Iraq: nel campo di Debaga oltre 16mila bambini sfollati


Il drammatico racconto al personale dell’Unicef dei fuggitivi da Mosul

Migliaia di bambini a rischio nell'assedio di Mosul, seconda città dell'Iraq
Migliaia di bambini a rischio nell’assedio di Mosul, seconda città dell’Iraq

ROMA – Mentre prosegue la battaglia per la liberazione di Mosul, ancora in mano ai miliziani dell’Isis, cresce il numero degli sfollati, molti dei quali in fuga dalla roccaforte del Califfato nero.

In tutto l’Iraq, sono 4,7 milioni i bambini che sono stati direttamente coinvolti dal conflitto con i miliziani jihadisti e 3,5 milioni di piccoli non frequentano la scuola. Secondo l’Unicef, inoltre, oltre mezzo milione di bambini potrebbero essere ancora a Mosul.

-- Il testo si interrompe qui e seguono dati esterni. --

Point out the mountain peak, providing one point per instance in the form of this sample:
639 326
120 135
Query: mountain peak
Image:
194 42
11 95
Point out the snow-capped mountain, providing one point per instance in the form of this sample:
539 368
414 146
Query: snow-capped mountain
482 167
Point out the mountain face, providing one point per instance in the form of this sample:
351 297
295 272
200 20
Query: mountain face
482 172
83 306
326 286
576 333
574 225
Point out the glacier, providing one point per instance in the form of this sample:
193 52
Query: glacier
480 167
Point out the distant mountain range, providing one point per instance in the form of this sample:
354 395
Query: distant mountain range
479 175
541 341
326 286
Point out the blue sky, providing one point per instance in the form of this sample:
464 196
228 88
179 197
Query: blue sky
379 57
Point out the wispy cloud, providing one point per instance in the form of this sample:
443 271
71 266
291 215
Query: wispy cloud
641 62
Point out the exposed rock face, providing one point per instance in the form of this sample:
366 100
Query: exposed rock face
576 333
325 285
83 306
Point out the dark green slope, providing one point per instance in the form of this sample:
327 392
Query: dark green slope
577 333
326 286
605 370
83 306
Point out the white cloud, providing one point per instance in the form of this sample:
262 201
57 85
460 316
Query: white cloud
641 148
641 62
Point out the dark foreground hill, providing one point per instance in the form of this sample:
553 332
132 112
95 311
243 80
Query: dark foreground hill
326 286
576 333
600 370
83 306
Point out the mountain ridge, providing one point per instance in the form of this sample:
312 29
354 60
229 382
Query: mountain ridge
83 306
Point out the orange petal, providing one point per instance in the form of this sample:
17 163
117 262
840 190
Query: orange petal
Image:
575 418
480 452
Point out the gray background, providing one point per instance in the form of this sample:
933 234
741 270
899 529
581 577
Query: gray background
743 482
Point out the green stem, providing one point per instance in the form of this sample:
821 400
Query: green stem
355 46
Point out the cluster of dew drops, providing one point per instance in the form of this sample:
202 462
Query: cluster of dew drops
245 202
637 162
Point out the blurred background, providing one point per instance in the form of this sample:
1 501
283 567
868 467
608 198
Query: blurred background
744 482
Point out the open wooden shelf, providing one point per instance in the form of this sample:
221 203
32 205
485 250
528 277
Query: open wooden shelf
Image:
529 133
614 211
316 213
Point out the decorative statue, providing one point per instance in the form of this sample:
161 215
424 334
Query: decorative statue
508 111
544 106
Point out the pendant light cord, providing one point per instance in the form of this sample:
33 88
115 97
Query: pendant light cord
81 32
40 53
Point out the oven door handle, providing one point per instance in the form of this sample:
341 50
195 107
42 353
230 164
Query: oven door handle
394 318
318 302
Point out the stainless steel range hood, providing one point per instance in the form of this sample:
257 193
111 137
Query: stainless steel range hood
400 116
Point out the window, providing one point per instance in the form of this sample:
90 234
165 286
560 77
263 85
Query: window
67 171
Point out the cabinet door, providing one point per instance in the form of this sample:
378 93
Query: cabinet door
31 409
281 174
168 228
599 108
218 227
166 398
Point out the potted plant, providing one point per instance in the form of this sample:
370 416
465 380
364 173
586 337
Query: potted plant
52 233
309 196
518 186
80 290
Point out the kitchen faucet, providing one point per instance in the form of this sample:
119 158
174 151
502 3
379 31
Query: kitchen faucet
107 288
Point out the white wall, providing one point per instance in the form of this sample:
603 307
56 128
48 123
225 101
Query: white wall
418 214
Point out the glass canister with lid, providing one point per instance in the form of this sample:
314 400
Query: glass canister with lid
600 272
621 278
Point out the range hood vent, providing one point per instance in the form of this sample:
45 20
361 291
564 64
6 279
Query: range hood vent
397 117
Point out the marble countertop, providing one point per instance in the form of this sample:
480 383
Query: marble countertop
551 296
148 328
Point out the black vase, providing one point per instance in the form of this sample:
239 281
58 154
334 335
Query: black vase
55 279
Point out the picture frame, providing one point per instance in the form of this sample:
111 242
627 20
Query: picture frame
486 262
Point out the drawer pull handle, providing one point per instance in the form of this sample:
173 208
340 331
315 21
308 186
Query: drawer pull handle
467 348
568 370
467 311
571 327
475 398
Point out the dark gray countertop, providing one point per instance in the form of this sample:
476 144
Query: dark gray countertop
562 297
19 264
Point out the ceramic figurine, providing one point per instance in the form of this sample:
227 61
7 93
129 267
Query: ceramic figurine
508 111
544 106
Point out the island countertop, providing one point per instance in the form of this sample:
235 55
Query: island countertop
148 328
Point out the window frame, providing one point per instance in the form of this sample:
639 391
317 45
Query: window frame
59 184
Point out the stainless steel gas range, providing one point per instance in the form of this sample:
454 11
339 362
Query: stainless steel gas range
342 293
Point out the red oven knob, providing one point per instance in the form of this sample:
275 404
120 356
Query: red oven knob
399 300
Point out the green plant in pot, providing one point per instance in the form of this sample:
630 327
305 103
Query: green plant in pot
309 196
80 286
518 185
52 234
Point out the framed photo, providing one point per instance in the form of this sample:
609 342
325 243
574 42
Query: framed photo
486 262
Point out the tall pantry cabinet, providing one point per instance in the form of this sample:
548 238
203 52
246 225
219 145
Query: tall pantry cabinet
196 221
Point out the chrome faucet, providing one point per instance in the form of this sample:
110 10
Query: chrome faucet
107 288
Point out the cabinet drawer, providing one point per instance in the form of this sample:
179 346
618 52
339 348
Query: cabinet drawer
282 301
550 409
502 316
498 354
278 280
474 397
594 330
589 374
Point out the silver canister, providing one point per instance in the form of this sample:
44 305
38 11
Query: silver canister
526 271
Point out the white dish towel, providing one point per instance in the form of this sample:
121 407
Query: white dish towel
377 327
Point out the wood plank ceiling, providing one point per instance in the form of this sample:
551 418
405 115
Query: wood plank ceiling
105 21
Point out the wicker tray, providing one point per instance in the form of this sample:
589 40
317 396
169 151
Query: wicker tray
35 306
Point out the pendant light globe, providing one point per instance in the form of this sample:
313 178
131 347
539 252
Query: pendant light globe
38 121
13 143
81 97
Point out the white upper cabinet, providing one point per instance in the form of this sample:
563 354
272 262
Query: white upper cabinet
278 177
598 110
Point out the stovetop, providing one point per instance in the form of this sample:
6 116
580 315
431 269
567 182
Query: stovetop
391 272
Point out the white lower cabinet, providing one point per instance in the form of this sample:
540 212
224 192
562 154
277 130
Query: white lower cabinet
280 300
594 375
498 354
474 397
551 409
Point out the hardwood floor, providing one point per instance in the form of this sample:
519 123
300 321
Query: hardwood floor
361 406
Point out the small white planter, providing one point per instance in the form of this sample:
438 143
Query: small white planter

La situazione più preoccupante è nel campo di Debaga, dove ci sono più di 16.000 bambini sfollati da varie zone nel nord dell’Iraq.

Molti hanno vissuto sotto l’autoproclamato Stato islamico e camminato per lunghe ore con le loro famiglie per raggiungere un posto sicuro.

I loro racconti, come spiega l’Unicef, hanno confermato che anche se così piccoli, hanno già avuto una vita piena di sofferenze.

«I bambini sono veramente al centro di questo conflitto. Molti sono in stato di choc. Hanno bisogno di un luogo sicuro per giocare, imparare e sognare, per poter essere bambini ancora una volta», ha detto Peter Hawkins, Rappresentante dell’organizzazione in Iraq.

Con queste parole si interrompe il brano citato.